Is there a "rule of thumb" that would raise the pH of peat moss to somewhere between 6.0 and 7.0? For example for every 5 gal. pail of dry peat moss add x amount of powdered lime to raise pH from ...
Not that I am aware of, what do you want to do.
There maybe another way to skin this cat.
If you need Organic Matter, but want a high pH 6.-7. then try shredded leave in a compost pile.As the leaves rot the pH goes up.
Have you Google pine bark, or other ground up Organic Matter?
I have just planted some lemon bamb in 1 gal pots. The mix is about 3 part peat 1 part perlite. So with the peat being about 4.5 ph it is way to low for the plants. I was in a rush when I planted them and I did not add lime. I was going to add about a tbl spn of lime per gal of mix. I believ that should bring the ph to 6-7. I will top dress with 1tbl spn per plnt to get the ph up.
So in your case it could be 5-6 tbl spn of lime per 5 gal of peat. Please somone correct me if im wrong.
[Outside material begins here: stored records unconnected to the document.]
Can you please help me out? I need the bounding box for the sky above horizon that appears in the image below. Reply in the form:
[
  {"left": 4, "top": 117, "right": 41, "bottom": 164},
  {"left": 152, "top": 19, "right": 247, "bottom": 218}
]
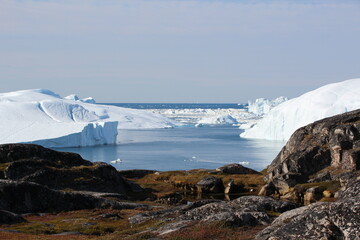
[{"left": 0, "top": 0, "right": 360, "bottom": 103}]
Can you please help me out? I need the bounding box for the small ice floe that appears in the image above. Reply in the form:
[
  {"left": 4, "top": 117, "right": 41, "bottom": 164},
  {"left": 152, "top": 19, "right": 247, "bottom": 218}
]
[
  {"left": 110, "top": 158, "right": 122, "bottom": 163},
  {"left": 239, "top": 162, "right": 250, "bottom": 165}
]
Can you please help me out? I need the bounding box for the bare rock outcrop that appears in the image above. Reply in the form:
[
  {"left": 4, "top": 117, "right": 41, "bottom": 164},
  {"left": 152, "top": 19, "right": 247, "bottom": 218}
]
[
  {"left": 0, "top": 144, "right": 142, "bottom": 195},
  {"left": 0, "top": 180, "right": 147, "bottom": 213},
  {"left": 129, "top": 196, "right": 299, "bottom": 234},
  {"left": 260, "top": 110, "right": 360, "bottom": 195},
  {"left": 257, "top": 180, "right": 360, "bottom": 240}
]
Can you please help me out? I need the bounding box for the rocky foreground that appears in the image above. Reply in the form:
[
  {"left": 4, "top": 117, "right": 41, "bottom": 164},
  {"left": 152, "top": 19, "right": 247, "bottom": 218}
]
[{"left": 0, "top": 110, "right": 360, "bottom": 240}]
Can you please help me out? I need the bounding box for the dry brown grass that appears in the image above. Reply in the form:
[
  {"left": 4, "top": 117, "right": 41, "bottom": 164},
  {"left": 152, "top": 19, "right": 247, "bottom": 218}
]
[
  {"left": 131, "top": 169, "right": 264, "bottom": 197},
  {"left": 165, "top": 223, "right": 265, "bottom": 240}
]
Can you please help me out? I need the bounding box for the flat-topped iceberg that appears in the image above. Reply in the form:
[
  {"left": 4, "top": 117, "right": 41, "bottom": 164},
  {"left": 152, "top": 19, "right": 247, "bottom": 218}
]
[
  {"left": 240, "top": 78, "right": 360, "bottom": 140},
  {"left": 248, "top": 96, "right": 288, "bottom": 115},
  {"left": 0, "top": 89, "right": 178, "bottom": 147},
  {"left": 198, "top": 115, "right": 238, "bottom": 125}
]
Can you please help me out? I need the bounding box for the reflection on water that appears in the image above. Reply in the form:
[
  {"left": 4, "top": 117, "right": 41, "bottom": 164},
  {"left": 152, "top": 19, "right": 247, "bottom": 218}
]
[{"left": 58, "top": 126, "right": 284, "bottom": 171}]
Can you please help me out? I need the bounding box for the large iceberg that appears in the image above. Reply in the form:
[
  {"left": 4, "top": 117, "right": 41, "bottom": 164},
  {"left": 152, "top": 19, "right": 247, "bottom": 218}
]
[
  {"left": 0, "top": 89, "right": 178, "bottom": 147},
  {"left": 248, "top": 96, "right": 288, "bottom": 115},
  {"left": 198, "top": 115, "right": 238, "bottom": 125},
  {"left": 240, "top": 78, "right": 360, "bottom": 140}
]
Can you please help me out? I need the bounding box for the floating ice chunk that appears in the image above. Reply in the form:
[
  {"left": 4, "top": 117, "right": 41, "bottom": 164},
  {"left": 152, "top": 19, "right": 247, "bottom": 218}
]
[
  {"left": 248, "top": 96, "right": 288, "bottom": 115},
  {"left": 64, "top": 94, "right": 80, "bottom": 101},
  {"left": 239, "top": 162, "right": 250, "bottom": 165},
  {"left": 0, "top": 89, "right": 180, "bottom": 147},
  {"left": 198, "top": 115, "right": 238, "bottom": 125},
  {"left": 110, "top": 158, "right": 122, "bottom": 164},
  {"left": 240, "top": 78, "right": 360, "bottom": 140},
  {"left": 81, "top": 97, "right": 96, "bottom": 104}
]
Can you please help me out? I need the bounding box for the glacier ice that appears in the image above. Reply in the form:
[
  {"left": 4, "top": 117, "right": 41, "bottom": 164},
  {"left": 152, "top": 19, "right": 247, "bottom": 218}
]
[
  {"left": 198, "top": 115, "right": 238, "bottom": 125},
  {"left": 240, "top": 78, "right": 360, "bottom": 140},
  {"left": 248, "top": 96, "right": 288, "bottom": 115},
  {"left": 0, "top": 89, "right": 179, "bottom": 147}
]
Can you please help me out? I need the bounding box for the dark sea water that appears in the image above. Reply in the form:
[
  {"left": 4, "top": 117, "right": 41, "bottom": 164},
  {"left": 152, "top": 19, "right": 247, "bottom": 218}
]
[
  {"left": 61, "top": 126, "right": 283, "bottom": 171},
  {"left": 60, "top": 103, "right": 284, "bottom": 171}
]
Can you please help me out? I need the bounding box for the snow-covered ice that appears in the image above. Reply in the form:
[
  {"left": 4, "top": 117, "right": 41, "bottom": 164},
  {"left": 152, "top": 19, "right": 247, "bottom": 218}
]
[
  {"left": 0, "top": 89, "right": 179, "bottom": 147},
  {"left": 198, "top": 115, "right": 238, "bottom": 125},
  {"left": 248, "top": 96, "right": 288, "bottom": 115},
  {"left": 147, "top": 108, "right": 259, "bottom": 127},
  {"left": 240, "top": 78, "right": 360, "bottom": 140}
]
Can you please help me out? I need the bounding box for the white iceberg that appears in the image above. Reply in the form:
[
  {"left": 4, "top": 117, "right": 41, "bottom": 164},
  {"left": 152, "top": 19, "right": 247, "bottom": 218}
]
[
  {"left": 248, "top": 96, "right": 288, "bottom": 115},
  {"left": 198, "top": 115, "right": 238, "bottom": 125},
  {"left": 0, "top": 89, "right": 178, "bottom": 147},
  {"left": 240, "top": 78, "right": 360, "bottom": 140}
]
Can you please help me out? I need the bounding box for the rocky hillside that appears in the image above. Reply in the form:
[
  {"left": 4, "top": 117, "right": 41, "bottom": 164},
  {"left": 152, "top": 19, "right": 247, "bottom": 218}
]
[
  {"left": 260, "top": 110, "right": 360, "bottom": 201},
  {"left": 0, "top": 144, "right": 148, "bottom": 213}
]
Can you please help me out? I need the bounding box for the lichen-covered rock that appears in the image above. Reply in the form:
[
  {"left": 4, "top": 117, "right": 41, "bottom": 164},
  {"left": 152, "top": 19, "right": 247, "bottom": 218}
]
[
  {"left": 0, "top": 144, "right": 143, "bottom": 195},
  {"left": 0, "top": 143, "right": 91, "bottom": 167},
  {"left": 261, "top": 110, "right": 360, "bottom": 195},
  {"left": 257, "top": 181, "right": 360, "bottom": 240},
  {"left": 196, "top": 176, "right": 224, "bottom": 193},
  {"left": 0, "top": 210, "right": 26, "bottom": 224},
  {"left": 0, "top": 180, "right": 147, "bottom": 213},
  {"left": 130, "top": 196, "right": 298, "bottom": 232}
]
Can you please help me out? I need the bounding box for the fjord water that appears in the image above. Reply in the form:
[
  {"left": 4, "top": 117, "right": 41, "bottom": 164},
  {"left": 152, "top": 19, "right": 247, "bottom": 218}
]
[{"left": 60, "top": 125, "right": 284, "bottom": 171}]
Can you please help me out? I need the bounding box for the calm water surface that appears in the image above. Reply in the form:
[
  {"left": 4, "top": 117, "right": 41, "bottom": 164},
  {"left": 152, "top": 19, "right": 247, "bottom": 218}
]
[{"left": 58, "top": 126, "right": 284, "bottom": 171}]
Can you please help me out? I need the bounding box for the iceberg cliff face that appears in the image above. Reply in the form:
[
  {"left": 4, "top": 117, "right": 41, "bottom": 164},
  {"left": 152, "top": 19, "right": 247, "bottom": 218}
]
[
  {"left": 28, "top": 122, "right": 118, "bottom": 147},
  {"left": 0, "top": 89, "right": 177, "bottom": 147},
  {"left": 240, "top": 78, "right": 360, "bottom": 140},
  {"left": 248, "top": 96, "right": 288, "bottom": 115}
]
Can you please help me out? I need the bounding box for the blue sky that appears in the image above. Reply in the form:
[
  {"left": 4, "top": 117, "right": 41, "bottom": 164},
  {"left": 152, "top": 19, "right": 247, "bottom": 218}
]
[{"left": 0, "top": 0, "right": 360, "bottom": 102}]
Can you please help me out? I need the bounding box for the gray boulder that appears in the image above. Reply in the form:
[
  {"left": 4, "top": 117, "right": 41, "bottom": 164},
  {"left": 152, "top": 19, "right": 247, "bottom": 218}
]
[
  {"left": 0, "top": 180, "right": 148, "bottom": 213},
  {"left": 196, "top": 176, "right": 224, "bottom": 193},
  {"left": 256, "top": 181, "right": 360, "bottom": 240},
  {"left": 261, "top": 110, "right": 360, "bottom": 195},
  {"left": 0, "top": 210, "right": 26, "bottom": 224}
]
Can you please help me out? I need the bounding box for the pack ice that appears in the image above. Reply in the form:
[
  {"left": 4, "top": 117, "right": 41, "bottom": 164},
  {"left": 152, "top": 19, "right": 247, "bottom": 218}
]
[
  {"left": 0, "top": 89, "right": 177, "bottom": 147},
  {"left": 240, "top": 78, "right": 360, "bottom": 140}
]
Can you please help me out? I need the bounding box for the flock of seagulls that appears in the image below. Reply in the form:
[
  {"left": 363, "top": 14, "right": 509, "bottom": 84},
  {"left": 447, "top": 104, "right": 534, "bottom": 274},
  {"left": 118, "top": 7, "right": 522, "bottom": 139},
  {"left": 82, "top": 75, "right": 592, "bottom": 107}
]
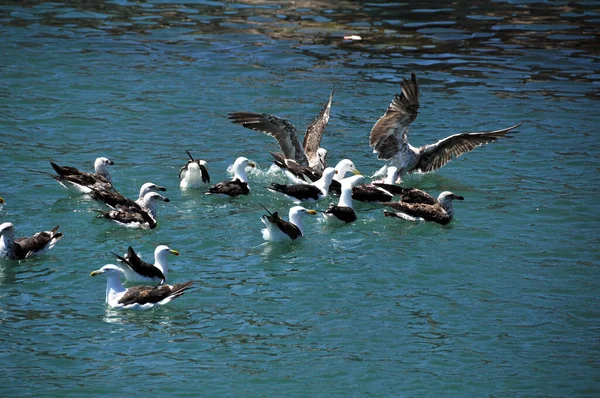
[{"left": 0, "top": 73, "right": 520, "bottom": 309}]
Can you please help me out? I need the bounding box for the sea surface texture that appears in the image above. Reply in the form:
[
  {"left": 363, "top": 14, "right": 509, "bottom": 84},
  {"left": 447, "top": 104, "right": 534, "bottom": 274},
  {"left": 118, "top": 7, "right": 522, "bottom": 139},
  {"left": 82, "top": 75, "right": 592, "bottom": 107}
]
[{"left": 0, "top": 0, "right": 600, "bottom": 397}]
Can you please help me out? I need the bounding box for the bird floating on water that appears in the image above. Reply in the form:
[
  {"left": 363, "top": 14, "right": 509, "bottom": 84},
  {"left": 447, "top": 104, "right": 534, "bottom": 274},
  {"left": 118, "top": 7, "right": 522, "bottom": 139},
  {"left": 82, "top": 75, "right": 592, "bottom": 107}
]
[
  {"left": 115, "top": 245, "right": 179, "bottom": 284},
  {"left": 227, "top": 90, "right": 333, "bottom": 172},
  {"left": 323, "top": 175, "right": 365, "bottom": 223},
  {"left": 369, "top": 73, "right": 521, "bottom": 179},
  {"left": 179, "top": 151, "right": 210, "bottom": 189},
  {"left": 261, "top": 205, "right": 317, "bottom": 242},
  {"left": 90, "top": 264, "right": 194, "bottom": 310},
  {"left": 96, "top": 192, "right": 170, "bottom": 229},
  {"left": 382, "top": 191, "right": 464, "bottom": 225},
  {"left": 267, "top": 167, "right": 337, "bottom": 203},
  {"left": 90, "top": 182, "right": 167, "bottom": 209},
  {"left": 50, "top": 157, "right": 114, "bottom": 194},
  {"left": 0, "top": 222, "right": 63, "bottom": 260},
  {"left": 352, "top": 166, "right": 398, "bottom": 202},
  {"left": 206, "top": 156, "right": 256, "bottom": 197}
]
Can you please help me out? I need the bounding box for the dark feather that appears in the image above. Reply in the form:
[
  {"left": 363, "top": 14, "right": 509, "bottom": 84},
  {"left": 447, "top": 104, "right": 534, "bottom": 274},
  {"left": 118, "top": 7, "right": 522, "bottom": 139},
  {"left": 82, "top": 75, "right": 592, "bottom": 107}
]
[
  {"left": 369, "top": 73, "right": 419, "bottom": 160},
  {"left": 352, "top": 184, "right": 393, "bottom": 202},
  {"left": 323, "top": 203, "right": 356, "bottom": 223},
  {"left": 227, "top": 112, "right": 308, "bottom": 166},
  {"left": 268, "top": 182, "right": 321, "bottom": 200},
  {"left": 14, "top": 225, "right": 63, "bottom": 260},
  {"left": 263, "top": 212, "right": 302, "bottom": 240},
  {"left": 207, "top": 179, "right": 250, "bottom": 196},
  {"left": 373, "top": 182, "right": 437, "bottom": 205},
  {"left": 302, "top": 90, "right": 334, "bottom": 163},
  {"left": 119, "top": 281, "right": 194, "bottom": 305},
  {"left": 382, "top": 202, "right": 452, "bottom": 225},
  {"left": 411, "top": 124, "right": 521, "bottom": 173},
  {"left": 115, "top": 246, "right": 165, "bottom": 282}
]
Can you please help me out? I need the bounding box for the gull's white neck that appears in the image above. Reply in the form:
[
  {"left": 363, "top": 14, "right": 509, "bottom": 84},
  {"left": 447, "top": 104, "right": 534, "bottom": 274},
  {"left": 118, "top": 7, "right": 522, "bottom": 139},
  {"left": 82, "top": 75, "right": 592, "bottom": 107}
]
[
  {"left": 233, "top": 165, "right": 248, "bottom": 182},
  {"left": 154, "top": 251, "right": 169, "bottom": 280},
  {"left": 94, "top": 163, "right": 112, "bottom": 182},
  {"left": 106, "top": 274, "right": 127, "bottom": 303},
  {"left": 338, "top": 182, "right": 352, "bottom": 208},
  {"left": 0, "top": 233, "right": 15, "bottom": 253},
  {"left": 289, "top": 211, "right": 304, "bottom": 234},
  {"left": 313, "top": 174, "right": 333, "bottom": 195}
]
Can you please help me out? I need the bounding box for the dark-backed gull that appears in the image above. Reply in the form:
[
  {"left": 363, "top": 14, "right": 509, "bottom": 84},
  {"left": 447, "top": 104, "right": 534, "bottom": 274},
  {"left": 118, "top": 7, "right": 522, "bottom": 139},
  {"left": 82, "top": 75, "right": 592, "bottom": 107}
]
[
  {"left": 261, "top": 205, "right": 317, "bottom": 242},
  {"left": 115, "top": 245, "right": 179, "bottom": 284},
  {"left": 227, "top": 90, "right": 333, "bottom": 172},
  {"left": 267, "top": 167, "right": 337, "bottom": 203},
  {"left": 0, "top": 222, "right": 63, "bottom": 260},
  {"left": 50, "top": 157, "right": 114, "bottom": 193},
  {"left": 179, "top": 151, "right": 210, "bottom": 189},
  {"left": 382, "top": 191, "right": 464, "bottom": 225},
  {"left": 206, "top": 157, "right": 256, "bottom": 197},
  {"left": 369, "top": 73, "right": 521, "bottom": 179},
  {"left": 97, "top": 192, "right": 169, "bottom": 229},
  {"left": 323, "top": 175, "right": 365, "bottom": 223},
  {"left": 90, "top": 264, "right": 194, "bottom": 310},
  {"left": 90, "top": 182, "right": 167, "bottom": 209},
  {"left": 368, "top": 166, "right": 436, "bottom": 205}
]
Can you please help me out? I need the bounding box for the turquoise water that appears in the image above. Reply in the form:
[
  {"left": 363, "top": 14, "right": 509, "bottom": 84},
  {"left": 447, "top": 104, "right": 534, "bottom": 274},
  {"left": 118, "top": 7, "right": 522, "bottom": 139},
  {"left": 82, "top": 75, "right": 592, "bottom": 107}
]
[{"left": 0, "top": 1, "right": 600, "bottom": 397}]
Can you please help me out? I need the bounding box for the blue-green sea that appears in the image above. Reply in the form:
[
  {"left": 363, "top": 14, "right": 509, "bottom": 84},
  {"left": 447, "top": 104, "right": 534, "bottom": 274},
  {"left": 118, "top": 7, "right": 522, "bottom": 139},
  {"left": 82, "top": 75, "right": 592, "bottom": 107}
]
[{"left": 0, "top": 0, "right": 600, "bottom": 397}]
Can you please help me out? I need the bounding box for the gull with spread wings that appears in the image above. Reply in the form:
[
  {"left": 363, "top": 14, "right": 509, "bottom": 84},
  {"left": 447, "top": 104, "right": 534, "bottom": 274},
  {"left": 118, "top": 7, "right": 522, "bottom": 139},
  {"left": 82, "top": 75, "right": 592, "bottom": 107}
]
[
  {"left": 227, "top": 90, "right": 333, "bottom": 175},
  {"left": 369, "top": 73, "right": 521, "bottom": 179}
]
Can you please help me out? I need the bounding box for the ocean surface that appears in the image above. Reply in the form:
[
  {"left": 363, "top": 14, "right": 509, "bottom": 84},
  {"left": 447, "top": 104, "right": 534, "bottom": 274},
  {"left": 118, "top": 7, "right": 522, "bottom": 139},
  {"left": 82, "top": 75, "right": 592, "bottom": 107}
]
[{"left": 0, "top": 0, "right": 600, "bottom": 397}]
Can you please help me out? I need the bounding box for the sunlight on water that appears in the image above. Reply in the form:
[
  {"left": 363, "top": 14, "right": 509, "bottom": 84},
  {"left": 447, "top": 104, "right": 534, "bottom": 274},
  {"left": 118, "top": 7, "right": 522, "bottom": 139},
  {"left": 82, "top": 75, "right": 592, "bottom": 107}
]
[{"left": 0, "top": 1, "right": 600, "bottom": 397}]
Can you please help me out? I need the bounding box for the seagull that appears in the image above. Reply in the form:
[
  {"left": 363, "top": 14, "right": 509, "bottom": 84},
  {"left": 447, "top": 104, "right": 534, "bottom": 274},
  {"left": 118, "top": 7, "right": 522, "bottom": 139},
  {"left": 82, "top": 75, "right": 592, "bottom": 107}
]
[
  {"left": 352, "top": 166, "right": 398, "bottom": 202},
  {"left": 261, "top": 205, "right": 317, "bottom": 242},
  {"left": 267, "top": 167, "right": 337, "bottom": 203},
  {"left": 179, "top": 151, "right": 210, "bottom": 189},
  {"left": 50, "top": 157, "right": 114, "bottom": 193},
  {"left": 0, "top": 222, "right": 63, "bottom": 260},
  {"left": 90, "top": 182, "right": 167, "bottom": 209},
  {"left": 323, "top": 175, "right": 365, "bottom": 223},
  {"left": 284, "top": 159, "right": 360, "bottom": 189},
  {"left": 369, "top": 73, "right": 521, "bottom": 179},
  {"left": 227, "top": 90, "right": 334, "bottom": 172},
  {"left": 206, "top": 157, "right": 256, "bottom": 197},
  {"left": 90, "top": 264, "right": 194, "bottom": 310},
  {"left": 113, "top": 245, "right": 179, "bottom": 284},
  {"left": 96, "top": 192, "right": 170, "bottom": 229},
  {"left": 382, "top": 191, "right": 464, "bottom": 225}
]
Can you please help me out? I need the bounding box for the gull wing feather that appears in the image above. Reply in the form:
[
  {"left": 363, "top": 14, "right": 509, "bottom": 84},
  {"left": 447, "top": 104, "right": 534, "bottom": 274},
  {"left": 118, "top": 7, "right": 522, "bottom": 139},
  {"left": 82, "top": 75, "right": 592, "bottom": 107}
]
[
  {"left": 369, "top": 73, "right": 419, "bottom": 160},
  {"left": 302, "top": 90, "right": 334, "bottom": 164},
  {"left": 227, "top": 112, "right": 308, "bottom": 166},
  {"left": 412, "top": 124, "right": 521, "bottom": 173}
]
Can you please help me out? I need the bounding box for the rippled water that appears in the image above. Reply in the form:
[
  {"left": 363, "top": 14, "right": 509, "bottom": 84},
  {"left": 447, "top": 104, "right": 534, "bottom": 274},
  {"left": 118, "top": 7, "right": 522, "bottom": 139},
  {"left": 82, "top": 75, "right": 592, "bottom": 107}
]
[{"left": 0, "top": 1, "right": 600, "bottom": 396}]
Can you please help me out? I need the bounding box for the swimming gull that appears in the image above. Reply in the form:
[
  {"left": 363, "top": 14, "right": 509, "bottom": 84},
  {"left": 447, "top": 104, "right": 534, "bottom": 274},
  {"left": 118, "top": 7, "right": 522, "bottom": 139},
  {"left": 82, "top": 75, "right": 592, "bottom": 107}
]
[
  {"left": 179, "top": 151, "right": 210, "bottom": 189},
  {"left": 115, "top": 245, "right": 179, "bottom": 284},
  {"left": 90, "top": 264, "right": 194, "bottom": 310},
  {"left": 206, "top": 156, "right": 256, "bottom": 197},
  {"left": 369, "top": 73, "right": 521, "bottom": 179},
  {"left": 261, "top": 205, "right": 317, "bottom": 242},
  {"left": 227, "top": 90, "right": 333, "bottom": 172},
  {"left": 0, "top": 222, "right": 63, "bottom": 260},
  {"left": 382, "top": 191, "right": 464, "bottom": 225}
]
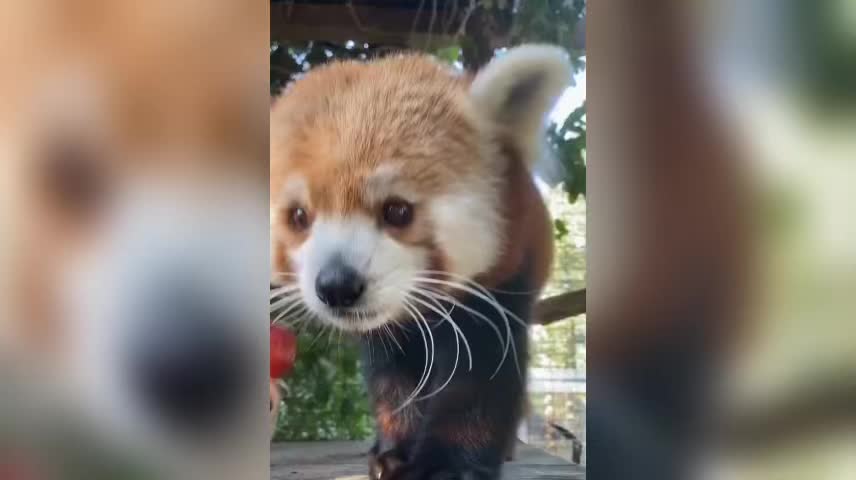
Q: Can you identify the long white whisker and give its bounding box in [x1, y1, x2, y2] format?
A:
[402, 296, 473, 402]
[417, 277, 529, 329]
[393, 299, 434, 414]
[414, 286, 522, 380]
[409, 290, 473, 372]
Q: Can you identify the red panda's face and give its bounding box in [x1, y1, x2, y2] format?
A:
[270, 49, 567, 332]
[0, 0, 268, 472]
[271, 58, 502, 331]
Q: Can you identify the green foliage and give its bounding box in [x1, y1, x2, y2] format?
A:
[548, 102, 586, 203]
[274, 330, 373, 441]
[270, 0, 586, 441]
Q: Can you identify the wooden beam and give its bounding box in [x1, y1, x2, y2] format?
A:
[534, 289, 586, 325]
[270, 0, 466, 48]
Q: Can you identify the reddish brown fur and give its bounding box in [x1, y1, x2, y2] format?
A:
[0, 0, 268, 352]
[270, 55, 552, 288]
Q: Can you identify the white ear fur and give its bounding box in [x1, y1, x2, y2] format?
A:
[470, 45, 571, 169]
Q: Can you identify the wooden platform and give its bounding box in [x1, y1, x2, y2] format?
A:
[270, 442, 585, 480]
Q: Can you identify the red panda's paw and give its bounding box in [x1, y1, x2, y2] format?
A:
[369, 444, 404, 480]
[381, 466, 499, 480]
[378, 459, 499, 480]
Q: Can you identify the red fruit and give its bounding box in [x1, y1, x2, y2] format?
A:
[270, 326, 297, 378]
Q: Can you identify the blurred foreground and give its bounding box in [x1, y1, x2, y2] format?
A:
[0, 0, 269, 480]
[588, 0, 856, 479]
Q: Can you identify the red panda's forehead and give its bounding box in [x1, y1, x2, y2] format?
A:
[271, 57, 483, 212]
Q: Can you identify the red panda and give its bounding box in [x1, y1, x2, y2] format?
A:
[270, 46, 571, 479]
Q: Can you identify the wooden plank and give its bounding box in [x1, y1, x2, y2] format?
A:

Several years ago to a 4 x 4 plot with a tested soil pH of 5.7 I added 3.8 cubic feet of peat moss, in preparation for planting blueberries, and the following year the soil pH in that plot was 7.2. No lime, no manure, no compost, just the peat moss.
Yea. The peatmoss becomes 7 after time. But if you look up the ph of fresh moss it will be 4.5 or lower.
I just adding my lime to my 1 gal pots and i think I over did it and went with about 2-3 tabls spoons of lime each pot. opps! I hope that the lemon bamb will like it I hear it likes ph up to 8.5 so I think I changed the peat4.5 to about 7.5.
I hope somone has some more views on this. I do not have a ph tester.
Peat moss, organic matter, has a pH of around 4.5 or so. Oak leaves, organic matter, has a pH of around 3.2 and pine needles, organic matter, has a pH around 3.7. Since Abigail Maynard did research at the New Haven Agriculture Research Station that found that Oak leaves and Pine needles will have no significant affect on soil pH, why would anyone think peat moss would?
Well I mixed up some peatmoss and powdered limestone using a mix of 1,4,8 and 16 tblspns per gal. of peat. I added the lime to dried peatmoss, mixed up thoroughly, wetted the mix by strirring in water, dried the mix by squeezing in a paper towel, and took the pH. I used a Corrnell Univ. pH colorimeter kit (5.2 - 7.0) and didn't see any change in pH until 16 tblspn. (1 cup) mix which resulted in a pH of about 6.0.
After reading the above posts I don't think I need to be that concerned about pH. I plan to use peatmoss for its water retention qualities as part of a mixture which includes topsioil, compost (don't have enough), and rotted cow manure. I have six trash bags of shredded leaves that I could also add to the mix but never thought about using them until reading jolj's post.
Oak leaves and Pine needles will have no significant affect on soil pH, why would anyone think peat moss would?
Because the fresh leaves and pine needles breakdown and decompose and their acidity declines with decompostion. Peat moss is already nearly fully decomposed organic matter and any further decomposition is a long and slow process, therefore it holds its acidity much longer. Hence its recommendation as a soil acidifier -- the effect is typically quite longlasting, kimmsr's unsual and anecdotal results to the contrary.
Thank you gardengal48 for clearing that up.
Thanks for the information gardengal48. I guess I'll be adding lime to peatmoss afterall.